França debate inscrição da noção de consentimento na lei que criminaliza estupro
A Assembleia de Deputados da França começou a debater nesta semana um projeto de lei que visa inscrever o conceito de consentimento na definição do que é um estupro no Código Penal do país. A discussão ocorre paralelamente ao fim do julgamento de dezenas de homens acusados de estuprar Gisèle Pelicot, de 72 anos, que era sedada pelo marido para que esses crimes fossem cometidos, durante anos.
Daniella Franco, da RFI
O final do chamado "processo de Mazan" em Avignon, no sul do país, coincide com o debate sobre o projeto de lei que pode introduzir no Código Penal francês a ausência de consentimento na definição de estupro. O texto é de autoria da deputada francesa Sarah Legrain, do partido da esquerda radical França Insubmissa.

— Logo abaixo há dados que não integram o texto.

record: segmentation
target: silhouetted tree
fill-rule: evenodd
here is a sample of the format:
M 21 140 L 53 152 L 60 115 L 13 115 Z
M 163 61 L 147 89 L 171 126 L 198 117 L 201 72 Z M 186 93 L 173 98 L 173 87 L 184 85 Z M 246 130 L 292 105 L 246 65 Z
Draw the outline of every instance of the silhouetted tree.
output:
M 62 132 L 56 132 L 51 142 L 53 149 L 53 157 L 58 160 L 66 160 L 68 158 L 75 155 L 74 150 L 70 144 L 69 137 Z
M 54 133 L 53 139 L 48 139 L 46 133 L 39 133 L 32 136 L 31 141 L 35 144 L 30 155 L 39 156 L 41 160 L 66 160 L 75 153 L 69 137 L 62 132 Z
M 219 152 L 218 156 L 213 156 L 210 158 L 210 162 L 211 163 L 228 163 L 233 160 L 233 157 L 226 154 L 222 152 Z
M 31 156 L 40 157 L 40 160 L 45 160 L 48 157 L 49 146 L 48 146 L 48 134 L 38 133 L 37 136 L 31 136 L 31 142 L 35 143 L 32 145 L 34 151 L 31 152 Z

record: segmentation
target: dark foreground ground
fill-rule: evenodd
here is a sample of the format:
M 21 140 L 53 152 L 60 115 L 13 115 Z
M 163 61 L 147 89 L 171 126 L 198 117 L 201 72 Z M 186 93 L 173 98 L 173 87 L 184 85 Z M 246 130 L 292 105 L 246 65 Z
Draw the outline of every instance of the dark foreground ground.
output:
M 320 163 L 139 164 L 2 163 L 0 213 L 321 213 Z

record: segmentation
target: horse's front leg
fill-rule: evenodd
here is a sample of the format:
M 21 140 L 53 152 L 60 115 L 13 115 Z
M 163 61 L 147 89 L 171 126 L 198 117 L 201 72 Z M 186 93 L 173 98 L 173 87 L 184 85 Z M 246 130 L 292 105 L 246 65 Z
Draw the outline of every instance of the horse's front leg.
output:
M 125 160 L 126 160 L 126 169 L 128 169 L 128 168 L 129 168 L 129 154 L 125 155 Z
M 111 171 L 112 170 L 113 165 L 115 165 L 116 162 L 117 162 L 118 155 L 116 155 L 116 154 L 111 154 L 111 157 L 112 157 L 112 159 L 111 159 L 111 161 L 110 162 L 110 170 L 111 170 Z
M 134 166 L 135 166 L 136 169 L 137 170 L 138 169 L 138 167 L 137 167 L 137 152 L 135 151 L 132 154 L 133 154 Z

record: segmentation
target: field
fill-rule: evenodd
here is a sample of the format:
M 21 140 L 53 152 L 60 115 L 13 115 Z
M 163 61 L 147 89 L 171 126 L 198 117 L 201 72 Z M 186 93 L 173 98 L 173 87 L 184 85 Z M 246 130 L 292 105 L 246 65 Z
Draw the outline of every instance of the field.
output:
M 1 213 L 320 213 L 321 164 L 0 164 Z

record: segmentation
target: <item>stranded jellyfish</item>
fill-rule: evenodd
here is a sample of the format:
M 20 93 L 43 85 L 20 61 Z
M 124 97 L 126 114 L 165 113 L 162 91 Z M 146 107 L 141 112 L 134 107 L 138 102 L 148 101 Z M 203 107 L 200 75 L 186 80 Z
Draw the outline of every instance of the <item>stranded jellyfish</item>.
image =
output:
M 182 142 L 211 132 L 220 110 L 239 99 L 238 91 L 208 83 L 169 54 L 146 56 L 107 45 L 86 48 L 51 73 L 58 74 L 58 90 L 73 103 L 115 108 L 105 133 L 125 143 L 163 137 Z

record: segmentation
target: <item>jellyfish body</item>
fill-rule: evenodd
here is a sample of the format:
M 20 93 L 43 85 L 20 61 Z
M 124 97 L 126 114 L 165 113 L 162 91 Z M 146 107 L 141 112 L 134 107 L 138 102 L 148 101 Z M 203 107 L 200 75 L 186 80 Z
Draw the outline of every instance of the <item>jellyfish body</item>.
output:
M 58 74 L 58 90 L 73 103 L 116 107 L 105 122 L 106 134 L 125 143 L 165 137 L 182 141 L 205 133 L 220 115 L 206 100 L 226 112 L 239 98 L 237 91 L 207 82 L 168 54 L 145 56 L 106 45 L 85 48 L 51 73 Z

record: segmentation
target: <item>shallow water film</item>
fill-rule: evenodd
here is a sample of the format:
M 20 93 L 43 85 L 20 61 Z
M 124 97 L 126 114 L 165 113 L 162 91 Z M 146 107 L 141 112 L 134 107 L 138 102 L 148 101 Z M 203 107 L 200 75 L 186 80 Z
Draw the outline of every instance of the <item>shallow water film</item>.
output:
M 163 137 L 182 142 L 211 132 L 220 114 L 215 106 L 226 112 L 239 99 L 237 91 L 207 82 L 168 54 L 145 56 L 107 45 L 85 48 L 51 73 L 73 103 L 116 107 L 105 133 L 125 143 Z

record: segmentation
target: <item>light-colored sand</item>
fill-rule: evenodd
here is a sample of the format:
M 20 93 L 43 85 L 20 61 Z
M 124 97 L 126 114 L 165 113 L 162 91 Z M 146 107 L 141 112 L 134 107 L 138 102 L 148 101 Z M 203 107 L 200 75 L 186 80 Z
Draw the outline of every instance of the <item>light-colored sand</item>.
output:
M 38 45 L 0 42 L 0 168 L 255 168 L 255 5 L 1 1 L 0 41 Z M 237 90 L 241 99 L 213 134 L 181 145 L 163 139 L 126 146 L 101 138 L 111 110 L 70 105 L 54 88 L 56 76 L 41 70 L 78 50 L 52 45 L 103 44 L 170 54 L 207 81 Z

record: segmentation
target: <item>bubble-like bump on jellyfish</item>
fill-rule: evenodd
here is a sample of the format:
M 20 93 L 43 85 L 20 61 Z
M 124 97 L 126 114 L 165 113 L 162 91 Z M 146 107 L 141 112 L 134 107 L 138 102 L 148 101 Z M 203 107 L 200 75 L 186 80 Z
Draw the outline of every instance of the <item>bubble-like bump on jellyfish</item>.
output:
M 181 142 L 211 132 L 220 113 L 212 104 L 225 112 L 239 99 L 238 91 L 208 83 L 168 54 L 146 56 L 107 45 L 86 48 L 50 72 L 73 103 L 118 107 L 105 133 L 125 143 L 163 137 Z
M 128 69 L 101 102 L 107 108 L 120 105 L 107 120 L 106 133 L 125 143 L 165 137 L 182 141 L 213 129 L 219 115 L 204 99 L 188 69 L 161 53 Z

Atualmente, a legislação francesa estabelece que "todo ato de penetração sexual, de qualquer natureza que seja, cometido por meio de violência, imposição, ameaça ou surpresa" é um estupro. Ou seja, a noção de consentimento não faz parte da lei, o que leva advogados a terem que provar, a cada julgamento de crimes de violências sexuais, que o agressor agiu contra a vontade da vítima.
Foi o que ocorreu durante o julgamento dos 50 homens acusados de estuprar Gisèle Pelicot. Antes das agressões sexuais, a francesa era previamente sedada pelo marido, Dominique Pelicot, que levava para a residência do casal homens que conhecia pela internet.
Os estupros ocorreram durante cerca de dez anos em Mazan, no sul da França. Alguns advogados de defesa chegaram a evocar a possibilidade de a mulher ter consentido os atos e não estar inconsciente durante as agressões, embora os vídeos registrados pelo marido e exibidos durante o processo mostrem o contrário.
Projeto de lei divide opiniões
O projeto de lei que prevê inscrever a noção de consentimento na definição de estupro é defendido por boa parte da classe política francesa, inclusive pelo presidente, Emmanuel Macron, e o ministro da Justiça, Didier Migaud. No entanto, muitas personalidades do Direito francês e até organizações feministas contestam a iniciativa.
A ONG "Osez Le Féminisme" (Ousem o Feminismo) alega que o estupro não é uma relação sexual não-consentida, mas um ato de predação e de violência. Por isso, as militantes dessa organização temem que o projeto de lei possa culpabilizar ainda mais a vítima, colocando a atitude de quem foi violentado no centro do julgamento e deixando em segundo plano o ato do predador sexual.
Entrevistado pela France Info, Antoine Camus, um dos advogados da Gisèle Pelicot, também se opõe ao projeto de lei. Segundo ele, muitas vítimas acabam consentindo um ato sexual sem necessariamente estar de acordo com ele, para colocar um fim a uma situação martirizante.
Já o advogado Louis-Alain Lemaire, que representa quatro dos 51 homens acusados no processo de Mazan, acredita que a modificação da lei francesa poderia também interferir no funcionamento do Direito Penal. Segundo ele, atualmente cabe à acusação demonstrar que houve o estupro. Com a inserção do consentimento na lei francesa que criminaliza o estupro, o magistrado prevê que os papéis podem se inverter e caberá à defesa demonstrar que houve consentimento.
Encerramento do "processo de Mazan"
O julgamento dos 51 homens acusados de estuprar Gisèle Pelicot entrou na fase final. O Ministério Público francês apresentou nesta semana as penas para cada um dos agressores.
A pena maior é a requerida a Dominique Pelicot. Na França, a sentença máxima para estupro é 15 anos, mas como o caso de Gisèle conta com agravantes, o principal acusado do "processo de Mazan" pode ser condenado a 20 anos de prisão.
Os advogados de defesa começaram a apresentar no final desta semana as considerações finais. Terminada essa fase, cabe aos cinco juízes da corte de Avignon entrarem em acordo para o anúncio do veredito, que deve sair até 20 de dezembro.
Segundo o último balanço do Ministério do Interior da França, 250 mil pessoas adultas sofreram ao menos uma forma de violência sexual em 2022. Entre as vítimas, 88% são mulheres.
Cerca de 95% das pessoas agredidas não registraram denúncia junto às autoridades francesas por dois principais motivos. De acordo com o documento, 24% das vítimas acreditam que a iniciativa não traria resultados concretos e 16% acham que não seriam levadas a sério pela polícia.
Em 2022, apenas 1.200 condenações por estupro foram pronunciadas na França.